It reminds me of three years ago. We found Artoo sick right after Katsucon on Feb. 21st, and he was put to sleep on the 28th. Massive kidney failure, could have happened to any older cat.
You know I still have his box of ashes on the nightstand next to my bed? He acts as a pedestal for the clock radio. I put him there because I miss him terribly and also because he used to love to sit under the bedlamp to warm himself. I remember when I took that box home about a week after he was put to sleep. ALL the other cats knew it was his ashes. The same with Oreo, who sits next to our TV. Or on a dresser. I'd better check on his location...
But I still miss Artoo. I guess after 3 years, am pretty pathetic to still hang on to the ashes of a stupid old cat. But he stood by me for 13 years, I can't just dump him, even if he did barf a lot. My former boss would mock my sentimentality, I am sure, but I purged him from my life like carefully cleaning up a crime scene. I only mention that boss because at the same time this all happened, I busted my foot and work was HELL because of him. Like a triple whammy. It was actually the "so your cat died, you want a medal?" mentality that really pushed me to leave that job. Man, that was insanity.
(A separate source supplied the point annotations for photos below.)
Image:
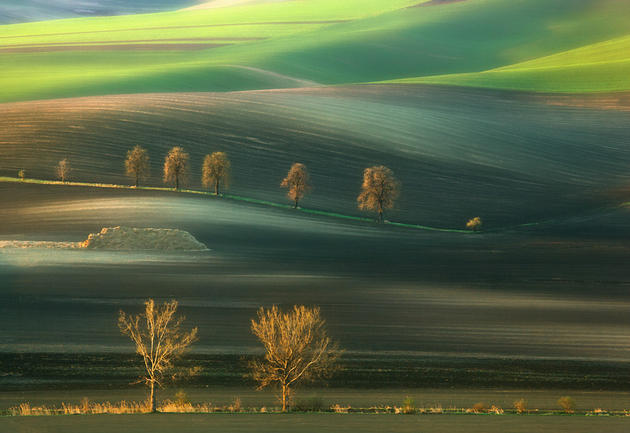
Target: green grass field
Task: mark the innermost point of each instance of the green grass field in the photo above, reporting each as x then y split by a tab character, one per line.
566	46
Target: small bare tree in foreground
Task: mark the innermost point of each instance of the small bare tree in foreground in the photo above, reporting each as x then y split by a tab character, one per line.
216	169
297	182
137	164
474	224
297	348
63	170
159	338
379	190
176	166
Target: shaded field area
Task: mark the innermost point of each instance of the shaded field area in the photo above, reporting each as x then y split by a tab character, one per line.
510	158
77	373
381	289
321	41
316	423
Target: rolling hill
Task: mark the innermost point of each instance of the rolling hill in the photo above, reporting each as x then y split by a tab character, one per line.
248	46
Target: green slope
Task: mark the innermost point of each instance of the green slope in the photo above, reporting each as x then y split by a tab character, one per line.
290	44
597	67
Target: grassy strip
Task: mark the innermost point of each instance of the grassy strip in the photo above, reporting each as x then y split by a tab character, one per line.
235	198
169	406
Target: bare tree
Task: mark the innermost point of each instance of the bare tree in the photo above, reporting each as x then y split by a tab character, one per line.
297	182
474	224
159	338
63	170
216	169
297	348
176	166
137	164
379	190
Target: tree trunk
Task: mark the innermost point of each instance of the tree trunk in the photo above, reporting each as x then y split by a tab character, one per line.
284	398
152	407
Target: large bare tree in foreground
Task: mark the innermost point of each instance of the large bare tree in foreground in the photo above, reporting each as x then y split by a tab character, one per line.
137	164
63	170
297	182
159	338
176	166
216	169
379	190
297	348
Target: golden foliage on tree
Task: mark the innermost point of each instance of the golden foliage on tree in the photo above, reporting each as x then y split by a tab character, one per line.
137	164
297	348
297	182
159	339
63	170
216	170
379	190
176	166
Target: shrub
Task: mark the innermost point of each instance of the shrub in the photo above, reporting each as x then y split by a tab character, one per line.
567	404
181	398
474	224
479	407
337	408
313	404
408	406
520	405
236	405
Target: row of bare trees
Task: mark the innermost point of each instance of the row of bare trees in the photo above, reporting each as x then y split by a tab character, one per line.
296	345
379	189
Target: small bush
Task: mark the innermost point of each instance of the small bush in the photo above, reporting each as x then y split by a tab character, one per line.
496	410
313	404
474	224
520	405
236	405
337	408
567	404
479	407
181	397
408	406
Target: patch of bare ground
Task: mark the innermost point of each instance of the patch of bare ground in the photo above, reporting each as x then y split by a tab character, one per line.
609	101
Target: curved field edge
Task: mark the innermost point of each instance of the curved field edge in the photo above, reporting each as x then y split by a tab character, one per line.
591	213
326	42
236	198
601	67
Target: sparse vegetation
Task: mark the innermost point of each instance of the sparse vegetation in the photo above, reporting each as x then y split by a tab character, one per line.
379	190
159	338
312	404
63	170
474	224
520	405
297	182
176	167
137	164
567	404
408	406
297	349
216	170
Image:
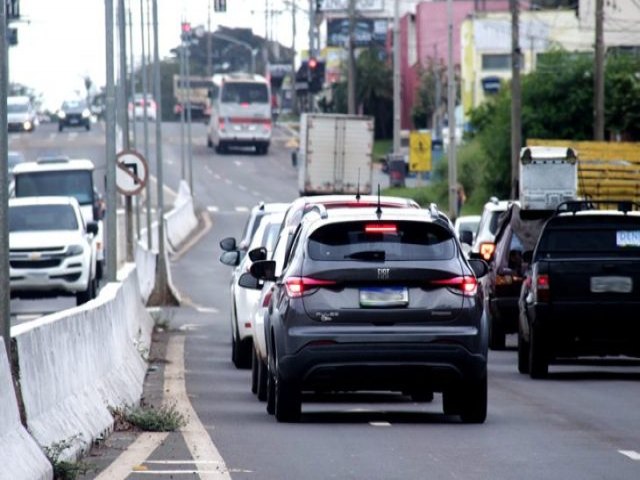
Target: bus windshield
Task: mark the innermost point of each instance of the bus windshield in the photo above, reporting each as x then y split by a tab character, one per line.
244	92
I have shut it all out so much, that when I read the entries three years later, it was almost like it had happened to another person. But the whole time, I mourned Artoo more than my stupid foot or a job gone all wrong. My foot healed fine, I got a much better job... but I still have no Artoo.
I haven't given up on Ahfu, because the news was better than we expected. We're allowed to take him home tomorrow night because they think his neck got injured. Possibly a disk, because that's the only thing that he even acts like hurts when they examine him. At least it's not a blood clot or his organs are all twisted up. I don't know how we are going to keep him from jumping on the couch or using stairs for the next few weeks.